Staes: ‘Met de steun van Renaat Landuyt en Johan Vande Lanotte (beiden SP.A) richtten enkele grote reders in 2004 de Stichting voor Duurzame Visserijontwikkeling (SDVO) op. Het was de bedoeling dat de stichting reders met geldproblemen zou begeleiden bij de overschakeling naar duurzame visserij, onder meer door te besparen op het brandstofverbruik. Maar in werkelijkheid heeft de SDVO zich ontwikkeld tot een gesloten clubje van zakenlui die handelen uit eigenbelang, en die de macht over de sector in handen willen houden.’
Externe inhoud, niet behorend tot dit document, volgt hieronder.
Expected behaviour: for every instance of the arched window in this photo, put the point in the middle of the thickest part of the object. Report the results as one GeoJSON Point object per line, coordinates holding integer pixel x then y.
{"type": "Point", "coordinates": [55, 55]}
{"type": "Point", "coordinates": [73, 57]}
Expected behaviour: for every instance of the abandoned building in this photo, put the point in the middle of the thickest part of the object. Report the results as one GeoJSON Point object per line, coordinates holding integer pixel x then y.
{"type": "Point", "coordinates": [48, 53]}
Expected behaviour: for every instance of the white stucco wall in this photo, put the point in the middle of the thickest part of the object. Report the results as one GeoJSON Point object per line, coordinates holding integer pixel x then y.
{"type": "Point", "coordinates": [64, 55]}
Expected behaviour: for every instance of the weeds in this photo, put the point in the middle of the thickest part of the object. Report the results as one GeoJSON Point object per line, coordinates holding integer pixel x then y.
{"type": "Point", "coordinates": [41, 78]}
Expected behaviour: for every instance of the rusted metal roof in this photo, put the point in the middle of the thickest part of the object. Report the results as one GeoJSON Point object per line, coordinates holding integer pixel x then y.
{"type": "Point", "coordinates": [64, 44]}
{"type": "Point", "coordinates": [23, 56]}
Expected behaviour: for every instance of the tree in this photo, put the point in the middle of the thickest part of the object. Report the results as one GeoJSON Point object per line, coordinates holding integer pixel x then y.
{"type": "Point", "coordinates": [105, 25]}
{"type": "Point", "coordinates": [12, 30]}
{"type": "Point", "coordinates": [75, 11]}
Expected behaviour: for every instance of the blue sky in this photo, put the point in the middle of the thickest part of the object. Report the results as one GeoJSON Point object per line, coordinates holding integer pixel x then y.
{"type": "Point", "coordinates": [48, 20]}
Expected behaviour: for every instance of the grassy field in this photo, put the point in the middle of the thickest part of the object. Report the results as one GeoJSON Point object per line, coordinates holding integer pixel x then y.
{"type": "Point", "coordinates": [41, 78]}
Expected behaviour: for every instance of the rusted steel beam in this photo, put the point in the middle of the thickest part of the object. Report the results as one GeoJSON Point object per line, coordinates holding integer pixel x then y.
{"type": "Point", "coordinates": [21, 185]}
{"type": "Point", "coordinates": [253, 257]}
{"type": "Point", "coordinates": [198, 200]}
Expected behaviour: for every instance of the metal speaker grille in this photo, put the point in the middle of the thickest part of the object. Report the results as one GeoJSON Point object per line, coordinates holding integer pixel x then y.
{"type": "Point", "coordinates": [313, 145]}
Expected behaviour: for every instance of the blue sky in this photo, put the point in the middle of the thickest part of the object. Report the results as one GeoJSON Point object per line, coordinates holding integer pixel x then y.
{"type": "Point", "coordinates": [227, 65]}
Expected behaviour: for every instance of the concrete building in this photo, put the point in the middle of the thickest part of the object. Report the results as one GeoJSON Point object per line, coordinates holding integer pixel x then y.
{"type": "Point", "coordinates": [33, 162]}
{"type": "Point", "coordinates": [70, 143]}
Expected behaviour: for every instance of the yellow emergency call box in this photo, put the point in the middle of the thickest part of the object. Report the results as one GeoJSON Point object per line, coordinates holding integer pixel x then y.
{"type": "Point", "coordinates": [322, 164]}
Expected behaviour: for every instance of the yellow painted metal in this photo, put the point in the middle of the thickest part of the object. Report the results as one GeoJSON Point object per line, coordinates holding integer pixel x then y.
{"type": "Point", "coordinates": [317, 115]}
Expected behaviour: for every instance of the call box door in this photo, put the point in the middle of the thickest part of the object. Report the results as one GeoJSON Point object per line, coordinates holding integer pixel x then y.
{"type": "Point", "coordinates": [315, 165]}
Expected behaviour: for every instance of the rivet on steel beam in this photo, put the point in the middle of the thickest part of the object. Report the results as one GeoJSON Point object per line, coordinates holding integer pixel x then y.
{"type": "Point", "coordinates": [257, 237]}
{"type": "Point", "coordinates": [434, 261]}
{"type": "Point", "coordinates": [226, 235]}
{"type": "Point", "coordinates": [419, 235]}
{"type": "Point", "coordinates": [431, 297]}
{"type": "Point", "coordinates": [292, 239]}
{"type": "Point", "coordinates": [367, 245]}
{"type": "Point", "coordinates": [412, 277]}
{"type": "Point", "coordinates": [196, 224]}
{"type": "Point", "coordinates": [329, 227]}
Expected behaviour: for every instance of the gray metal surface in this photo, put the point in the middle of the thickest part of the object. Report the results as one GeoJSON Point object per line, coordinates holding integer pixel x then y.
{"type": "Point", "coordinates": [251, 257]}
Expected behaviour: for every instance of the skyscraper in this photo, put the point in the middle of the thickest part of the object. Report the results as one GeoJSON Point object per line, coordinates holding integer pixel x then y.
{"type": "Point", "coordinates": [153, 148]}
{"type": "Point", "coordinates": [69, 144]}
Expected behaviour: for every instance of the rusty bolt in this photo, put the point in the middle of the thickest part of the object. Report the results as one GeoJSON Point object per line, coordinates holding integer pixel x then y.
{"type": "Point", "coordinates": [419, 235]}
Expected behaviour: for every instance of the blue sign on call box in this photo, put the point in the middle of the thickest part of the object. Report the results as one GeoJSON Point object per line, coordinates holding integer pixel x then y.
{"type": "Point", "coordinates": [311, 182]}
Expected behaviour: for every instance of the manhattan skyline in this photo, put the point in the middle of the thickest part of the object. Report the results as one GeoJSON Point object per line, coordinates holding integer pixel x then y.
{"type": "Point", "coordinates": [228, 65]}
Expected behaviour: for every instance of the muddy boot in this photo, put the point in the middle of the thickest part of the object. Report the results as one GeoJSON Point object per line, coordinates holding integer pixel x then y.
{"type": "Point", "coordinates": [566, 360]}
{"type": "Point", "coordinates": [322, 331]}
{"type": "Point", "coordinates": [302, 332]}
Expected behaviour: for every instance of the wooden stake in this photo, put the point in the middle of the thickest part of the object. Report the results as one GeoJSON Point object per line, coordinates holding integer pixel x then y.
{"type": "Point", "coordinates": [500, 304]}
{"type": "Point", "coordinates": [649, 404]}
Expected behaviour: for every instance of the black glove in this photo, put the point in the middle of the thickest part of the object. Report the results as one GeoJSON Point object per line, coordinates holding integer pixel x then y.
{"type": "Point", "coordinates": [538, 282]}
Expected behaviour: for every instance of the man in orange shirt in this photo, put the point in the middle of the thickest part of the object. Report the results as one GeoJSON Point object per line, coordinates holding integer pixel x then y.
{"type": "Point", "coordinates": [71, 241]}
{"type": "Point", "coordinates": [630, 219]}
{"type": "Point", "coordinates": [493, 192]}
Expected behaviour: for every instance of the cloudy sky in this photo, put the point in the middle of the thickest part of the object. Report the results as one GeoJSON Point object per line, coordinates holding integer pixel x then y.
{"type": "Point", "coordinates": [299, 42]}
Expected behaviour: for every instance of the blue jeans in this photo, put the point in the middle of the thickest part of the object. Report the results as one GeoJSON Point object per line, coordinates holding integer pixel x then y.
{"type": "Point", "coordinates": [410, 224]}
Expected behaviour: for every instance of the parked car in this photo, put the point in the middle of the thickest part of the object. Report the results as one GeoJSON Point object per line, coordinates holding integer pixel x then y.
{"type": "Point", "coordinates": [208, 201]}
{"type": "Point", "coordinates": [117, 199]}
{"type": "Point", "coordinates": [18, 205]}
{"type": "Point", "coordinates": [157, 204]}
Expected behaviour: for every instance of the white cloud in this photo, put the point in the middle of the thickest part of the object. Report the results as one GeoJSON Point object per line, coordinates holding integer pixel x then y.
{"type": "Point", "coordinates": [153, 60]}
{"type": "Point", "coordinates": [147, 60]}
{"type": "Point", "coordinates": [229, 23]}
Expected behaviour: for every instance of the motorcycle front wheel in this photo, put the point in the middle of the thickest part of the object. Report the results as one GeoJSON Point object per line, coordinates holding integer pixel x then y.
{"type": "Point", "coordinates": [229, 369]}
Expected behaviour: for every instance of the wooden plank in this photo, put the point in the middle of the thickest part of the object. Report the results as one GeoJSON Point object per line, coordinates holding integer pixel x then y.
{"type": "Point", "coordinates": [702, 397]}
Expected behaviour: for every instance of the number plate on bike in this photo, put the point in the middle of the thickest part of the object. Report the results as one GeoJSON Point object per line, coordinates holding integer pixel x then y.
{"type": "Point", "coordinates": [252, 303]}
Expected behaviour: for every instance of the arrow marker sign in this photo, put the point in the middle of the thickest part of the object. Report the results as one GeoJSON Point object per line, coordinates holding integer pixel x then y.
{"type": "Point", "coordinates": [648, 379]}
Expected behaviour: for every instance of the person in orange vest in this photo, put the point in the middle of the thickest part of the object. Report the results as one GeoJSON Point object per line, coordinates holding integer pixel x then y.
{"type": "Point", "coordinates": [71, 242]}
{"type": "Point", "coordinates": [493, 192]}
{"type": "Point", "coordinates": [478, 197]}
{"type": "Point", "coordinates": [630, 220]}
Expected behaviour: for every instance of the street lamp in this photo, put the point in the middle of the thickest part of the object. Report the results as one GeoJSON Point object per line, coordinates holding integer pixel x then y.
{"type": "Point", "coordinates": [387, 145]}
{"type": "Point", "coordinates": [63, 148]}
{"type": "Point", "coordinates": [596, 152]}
‘SDVO publiceert geen jaarverslagen en weigert om aan welke politicus ook verantwoording af te leggen. Haar werking is totaal niet transparant. Nochtans draait de stichting op gemeenschapsgeld’, aldus Staes. Dankzij intens lobbywerk van de Knokse advocaat André Vanquathem – geen onbekende in de visserijsector – kreeg de SDVO een gedeeltelijke vrijstelling van bedrijfsvoorheffing. Dat kon alleen na een toestemming van de Europese Commissie aan ons land. Sindsdien krijgt de stichting jaarlijks 2 miljoen euro. Met dat geld hoort ze de sector te begeleiden bij de omschakeling naar duurzame visserij. Maar uit een document blijkt dat ze bijna de helft van haar vermogen – 3,7 miljoen euro van in totaal 7,8 miljoen euro eigen vermogen – aanwendt voor beleggingen.’

Afgelopen zomer bracht de SDVO een nieuwe mossel op de markt, en ontketende daarmee een mosseloorlog. Het was een proef om aan te tonen hoe je de industriële kweek van mosselen in korte tijd rendabel kan maken, aldus de SDVO.

BART STAES: Dat klopt. De SDVO slaagde daarin, en ze commercialiseerde het project. Ze zette daartoe zelfs een aparte coöperatieve vennootschap op, Schelpdier en Vis. Maar dat is haar taak niet. De stichting moet andere vissers bijstaan bij de ontwikkeling van duurzame visserij. Met het mosselproject deed ze aan pure marktverstoring. Ze weigerde steun aan concurrerende mosselkwekers. Bovendien houdt de SDVO de resultaten van haar onderzoek in de Noordzee geheim. Proeven die een stichting met overheidsgeld uitvoert, moet ze openbaar maken.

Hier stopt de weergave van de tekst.